Das Aufbauprinzip besagt, dass Elektronen die Atomorbitale vom niedrigsten verfügbaren Energieniveau an aufwärts besetzen. Die Reihenfolge der Besetzung folgt der Madelung-Regel, die Unterschalen nach steigendem n + ℓ ordnet, und wird durch das in diesem Rechner verwendete Diagonalpfeil-Diagramm veranschaulicht.
Wie findet man die Elektronenkonfiguration eines Ions?
Für ein negatives Ion fügen Sie die zusätzlichen Elektronen in der normalen Aufbau-Reihenfolge hinzu. Für ein positives Ion entfernen Sie Elektronen zuerst aus der äußersten Schale, also der mit der höchsten Hauptquantenzahl, noch vor den inneren d-Elektronen.
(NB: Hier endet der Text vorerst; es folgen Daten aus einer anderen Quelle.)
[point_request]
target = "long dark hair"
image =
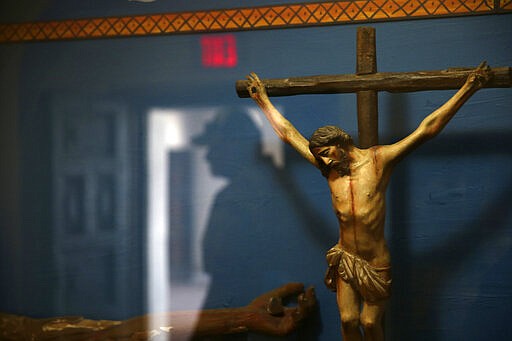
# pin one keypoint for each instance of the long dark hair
(329, 136)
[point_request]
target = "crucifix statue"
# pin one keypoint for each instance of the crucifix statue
(359, 263)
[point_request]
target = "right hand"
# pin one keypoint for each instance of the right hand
(255, 86)
(480, 76)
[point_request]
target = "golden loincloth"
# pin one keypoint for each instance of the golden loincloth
(372, 283)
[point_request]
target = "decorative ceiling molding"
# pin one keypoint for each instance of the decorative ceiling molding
(249, 18)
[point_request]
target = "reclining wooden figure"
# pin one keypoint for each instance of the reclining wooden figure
(359, 263)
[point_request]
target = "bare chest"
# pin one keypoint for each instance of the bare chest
(359, 195)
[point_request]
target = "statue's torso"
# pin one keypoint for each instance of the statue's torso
(358, 201)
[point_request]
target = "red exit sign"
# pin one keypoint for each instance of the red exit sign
(219, 51)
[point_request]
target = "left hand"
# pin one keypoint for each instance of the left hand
(275, 319)
(255, 86)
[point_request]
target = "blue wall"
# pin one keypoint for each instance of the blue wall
(449, 222)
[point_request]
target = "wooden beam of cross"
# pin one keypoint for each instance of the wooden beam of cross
(367, 82)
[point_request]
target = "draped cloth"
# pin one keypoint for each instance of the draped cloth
(372, 283)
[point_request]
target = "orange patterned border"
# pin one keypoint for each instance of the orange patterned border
(279, 16)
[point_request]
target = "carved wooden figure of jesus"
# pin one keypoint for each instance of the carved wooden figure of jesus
(359, 264)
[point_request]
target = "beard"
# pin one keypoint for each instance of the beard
(341, 167)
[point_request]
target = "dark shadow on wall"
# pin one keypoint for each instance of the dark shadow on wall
(250, 231)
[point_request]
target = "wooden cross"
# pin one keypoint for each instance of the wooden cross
(367, 82)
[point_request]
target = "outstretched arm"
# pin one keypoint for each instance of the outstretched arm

Zum Beispiel verliert Eisen seine 4s-Elektronen vor seinen 3d-Elektronen, sodass Fe2+ gleich [Ar] 3d6 und Fe3+ gleich [Ar] 3d5 ist.
Warum sind Chrom und Kupfer Ausnahmen?
Eine vollständig gefüllte oder exakt halbgefüllte d-Unterschale ist besonders stabil. Chrom und Kupfer verschieben jeweils ein Elektron aus der 4s-Unterschale in die 3d-Unterschale, um eine halbgefüllte (3d5) oder vollständig gefüllte (3d10) d-Unterschale zu erreichen, was zu [Ar] 3d5 4s1 und [Ar] 3d10 4s1 anstelle der erwarteten 4s2-Konfigurationen führt.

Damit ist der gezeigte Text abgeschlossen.